As for the regulars: When the pastors pause the service ’cause they wanna hear tongues, I remind you not all of us pray in tongues. The Spirit hasn’t granted everybody that ability. He can, but Christians are at various levels of maturity and ministry, so not all of us do tongues yet. Some of us never get mature enough, but that’s a whole other article.

And even among people who pray in tongues all the time, we can’t necessarily turn on the tongues whenever we wish. Yet I’ve been to many a prayer service where the pastor encouraged everyone to just start. Maybe he could just start; not everyone else could.

Leaders justify this behavior by claiming it encourages people to pursue supernatural gifts. 1Co 14.1 Well yeah, but if you actually read 1 Corinthians you realize there’s a way to encourage, and a way not to. The unintended side effect of taking an individual worship practice 1Co 14.4 and turning it into a group one, is that now they feel an inappropriate pressure to show off their worship.
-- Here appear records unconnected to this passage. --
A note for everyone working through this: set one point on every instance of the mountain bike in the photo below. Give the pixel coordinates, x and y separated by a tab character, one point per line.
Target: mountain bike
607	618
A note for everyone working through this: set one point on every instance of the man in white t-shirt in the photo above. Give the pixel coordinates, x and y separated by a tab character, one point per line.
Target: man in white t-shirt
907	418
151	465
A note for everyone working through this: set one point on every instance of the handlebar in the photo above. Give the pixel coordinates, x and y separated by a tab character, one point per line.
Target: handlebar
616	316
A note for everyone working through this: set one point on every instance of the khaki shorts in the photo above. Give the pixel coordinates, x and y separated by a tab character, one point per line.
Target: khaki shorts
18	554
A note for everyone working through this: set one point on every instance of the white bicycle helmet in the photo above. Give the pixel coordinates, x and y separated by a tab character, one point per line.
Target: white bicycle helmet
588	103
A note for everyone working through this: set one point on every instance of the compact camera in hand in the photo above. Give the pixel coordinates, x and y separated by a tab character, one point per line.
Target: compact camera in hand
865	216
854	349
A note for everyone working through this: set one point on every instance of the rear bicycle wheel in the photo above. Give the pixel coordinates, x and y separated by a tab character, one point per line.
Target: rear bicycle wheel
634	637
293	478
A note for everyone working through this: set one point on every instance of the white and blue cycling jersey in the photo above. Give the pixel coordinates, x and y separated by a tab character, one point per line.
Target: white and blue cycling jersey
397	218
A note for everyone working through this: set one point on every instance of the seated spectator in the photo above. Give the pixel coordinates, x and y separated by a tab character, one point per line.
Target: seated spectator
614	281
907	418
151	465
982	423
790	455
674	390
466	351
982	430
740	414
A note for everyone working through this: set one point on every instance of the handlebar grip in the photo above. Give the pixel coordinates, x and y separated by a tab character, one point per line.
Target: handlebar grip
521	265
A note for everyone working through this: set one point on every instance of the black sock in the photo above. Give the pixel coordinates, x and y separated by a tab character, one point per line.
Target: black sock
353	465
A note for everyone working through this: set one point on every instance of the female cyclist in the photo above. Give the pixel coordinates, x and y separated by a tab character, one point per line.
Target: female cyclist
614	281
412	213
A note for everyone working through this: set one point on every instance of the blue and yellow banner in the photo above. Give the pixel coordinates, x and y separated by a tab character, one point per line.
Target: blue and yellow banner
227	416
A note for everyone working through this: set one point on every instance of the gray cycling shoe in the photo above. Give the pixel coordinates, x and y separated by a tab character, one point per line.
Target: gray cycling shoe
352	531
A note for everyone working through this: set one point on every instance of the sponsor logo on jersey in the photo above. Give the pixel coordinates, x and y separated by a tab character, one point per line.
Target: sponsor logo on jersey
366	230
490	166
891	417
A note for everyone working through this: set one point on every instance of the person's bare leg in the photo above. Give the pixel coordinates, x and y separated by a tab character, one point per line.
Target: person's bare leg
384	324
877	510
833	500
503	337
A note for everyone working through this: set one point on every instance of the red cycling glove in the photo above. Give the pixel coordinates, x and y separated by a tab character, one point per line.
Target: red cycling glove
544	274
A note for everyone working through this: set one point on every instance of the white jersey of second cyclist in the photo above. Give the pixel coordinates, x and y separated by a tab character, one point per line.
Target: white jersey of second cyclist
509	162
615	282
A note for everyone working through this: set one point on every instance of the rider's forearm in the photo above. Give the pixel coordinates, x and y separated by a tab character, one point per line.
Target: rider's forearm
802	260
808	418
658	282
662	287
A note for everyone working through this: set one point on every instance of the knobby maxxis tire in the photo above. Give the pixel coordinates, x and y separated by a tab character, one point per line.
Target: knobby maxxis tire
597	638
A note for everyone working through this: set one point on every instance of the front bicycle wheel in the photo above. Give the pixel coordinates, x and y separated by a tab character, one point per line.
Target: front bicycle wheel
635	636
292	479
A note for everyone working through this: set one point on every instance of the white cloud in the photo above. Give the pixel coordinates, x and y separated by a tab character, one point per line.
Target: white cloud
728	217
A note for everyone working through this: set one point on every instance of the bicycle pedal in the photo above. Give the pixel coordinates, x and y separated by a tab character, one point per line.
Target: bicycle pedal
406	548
They want tongues because they wanna show others they can do tongues.

They’ll do one of two things: Learn to fake it expertly… or grow to desperately want the ability to speak in tongues. And not so much the Holy Spirit, who empowers the tongues. Not the closer relationship with God. Not the ability to minister to others in a more supernatural way. Not the baptism of the Holy Spirit, which helps us attain all these things. Not because tongues will ramp up their prayer life. They only want tongues, and want ’em so they won’t feel stupid when everybody else can speak in tongues and they can’t. They wanna fit in.

I can’t fault people for wanting to fit in. Instead I blame the people who create the unhealthy atmosphere, where people feel they don’t fit in. Worse, when the Spirit won’t grant ’em tongues ’cause they’re asking with the wrong motives, they’ll get frustrated and leap to all sorts of wrong, immature conclusions: “God doesn’t love me,” or “Maybe he’s saying no because I’m sinning,” or even “I caught somebody faking tongues! What if they’re all faking it?”

Any worship environment which demands tongues, is doing it wrong, and creating more chaos than they realize.

So here in 1 Corinthians, the apostles’ critique wasn’t about running amok. Nor was it meant to ban tongues. It was to point out how the Spirit doesn’t give ’em to us so we can make a room feel spiritual. They’re to pray, and sometimes prophesy. They’re for you, not the room. Leave the group out of ’em.

Instead, the group should worship in a way which can be done by the lowest common denominator. Everybody can sing (more or less); everybody can pray. Leaders can teach, prophesy, and intercede—and demonstrate how these things are done so everybody can learn to do ’em too.

But don’t demand gifted behavior of ungifted people. Keep the gifted folks on the sidelines. Let them use their gifts where appropriate. Those with the gifts can use them to build up the group. Think about the group. That’s always the point.